Adapun kekurangan Teori belajar Ausubel yaitu :

1. Informasi yang dipelajari secara hafalan tidak lama diingat.


2. Jika peserta didik berkeinginan untuk mempelajari sesuatu tanpa mengaitkan hal yang
satu dengan hal yang lain yang sudah diketahuinya maka baik proses maupun hasil
pembelajarannya dapat dinyatakan sebagai hafalan dan tidak akan bermakna sama sekali
baginya.
Menurur Ausubel belajar dapat diklasifikasikan ke dalam dua dimensi. Dimensi pertama
berhubungan dengan cara informasi atau materi pelajaran yang disajikan pada siswa melalui
penerimaan atau penemuan. Dimensi kedua menyangkut cara bagaimana siswa dapat
mengaitkan informasi itu pada struktur kognitif yang telah ada. Meliputi fakta, konsep, dan
generalisasi yang telah dipelajari dan diingat oleh siswa.
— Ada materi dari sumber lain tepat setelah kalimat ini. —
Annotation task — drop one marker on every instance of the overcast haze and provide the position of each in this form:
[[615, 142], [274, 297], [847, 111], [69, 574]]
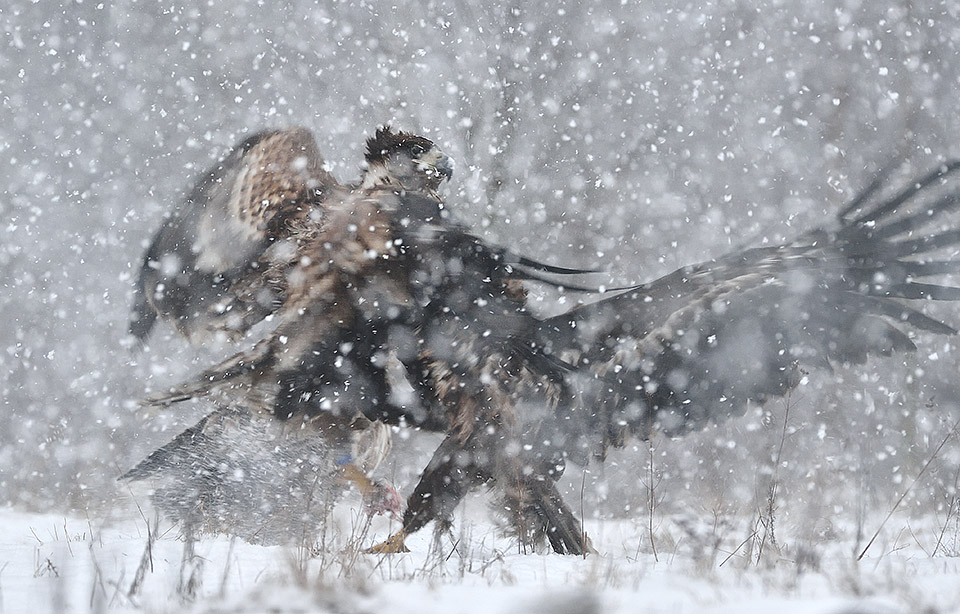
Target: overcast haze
[[636, 136]]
Dan harus memperhatikan prinsip
prinsip berikut; pengatur awal, diferensiasi progresif, belajar superordinate, dan penyesuaian
integrative.

Teori Perkembangan Kognitif, dikembangkan oleh Ausebel, Proses belajar terjadi jika siswa
mampu mengasimilasikan pengetahuan yang dimilikinya dengan pengetahuan baru

Proses belajar terjadi melaui tahap-tahap:

1. Memperhatikan stimulus yang diberikan


2. Memahami makna stimulus menyimpan dan menggunakan informasi yang sudah
dipahami.

Menurut Ausubel siswa akan belajar dengan baik jika isi pelajarannya didefinisikan dan
kemudian dipresentasikan dengan baik dan tepat kepada siswa (advanced organizer), dengan
demikian akan mempengaruhi pengaturan kemampuan belajar siswa. Advanced organizer
adalah konsep atau informasi umum yang mewadahi seluruh isi pelajaran yang akan
dipelajari oleh siswa. Advanced organizer memberikan tiga manfaat yaitu : Menyediakan
suatu kerangka konseptual untuk materi yang akan dipelajari. Berfungsi sebagai jembatan
yang menghubungkan antara yang sedang dipelajari dan yang akan dipelajari. Dapat
membantu siswa untuk memahami bahan belajar secara lebih mudah.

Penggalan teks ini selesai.